Часть 1
12 августа 2014 г. в 16:57
Анжелина беззаботно болтает о пустяках, стараясь не подавать виду, что боится. Отец вырезает хэллоуинский фонарь из ярко-оранжевой пузатой тыквы и прячет взгляд под сползшими за кончик носа старомодными очками. Анжелина знает: там залегли глубокие лиловые тени страха. Отец запрещает себе бояться — и ужас выползает наружу бессонницей, аморфный и сдавленный, как уродливые существа с картин сюрреалистов.
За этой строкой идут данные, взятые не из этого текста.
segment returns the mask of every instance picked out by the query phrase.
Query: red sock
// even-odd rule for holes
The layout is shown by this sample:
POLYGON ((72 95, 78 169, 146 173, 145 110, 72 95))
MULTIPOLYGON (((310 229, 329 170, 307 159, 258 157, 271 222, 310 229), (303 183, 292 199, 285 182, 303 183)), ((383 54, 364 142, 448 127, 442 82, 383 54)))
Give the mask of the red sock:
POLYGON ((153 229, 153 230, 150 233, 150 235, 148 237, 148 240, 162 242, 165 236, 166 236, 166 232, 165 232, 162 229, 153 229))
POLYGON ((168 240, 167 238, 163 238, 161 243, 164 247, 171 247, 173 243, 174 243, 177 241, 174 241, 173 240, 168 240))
Скоро миссис Миллер зайдёт за угощением для общего праздника. Скоро Элайза предложит пойти наверх, в их общую спальню, — делать костюмы, а Генри, глупый капризный Генри радостно побежит за ней, громко топая по деревянной лестнице и визжа от восторга, а после — от обиды. И можно будет поверить, что всё в порядке. Всё по-прежнему.
Отец рассказывает какую-то сказку, добродушно поглядывая из-под очков. Вырезанная им рожа на тыкве хищно щерится. Так, наверно, улыбаются фашисты — холодно, по-звериному жестоко.
Генри плачет, испугавшись сказки. Анжелина не вслушивается: она уже слышала её, отец рассказывает именно эту сказку каждый Хэллоуин; да и не любит Анжелина сказки. Анжелина им попросту не верит — как не верит всему, что нельзя потрогать руками. А какая любовь без веры?
Так нельзя, — говорят ей все, покачивая головой. Нельзя быть такой упёртой материалисткой.
Анжелина знает, что нельзя. Только она по-другому не может.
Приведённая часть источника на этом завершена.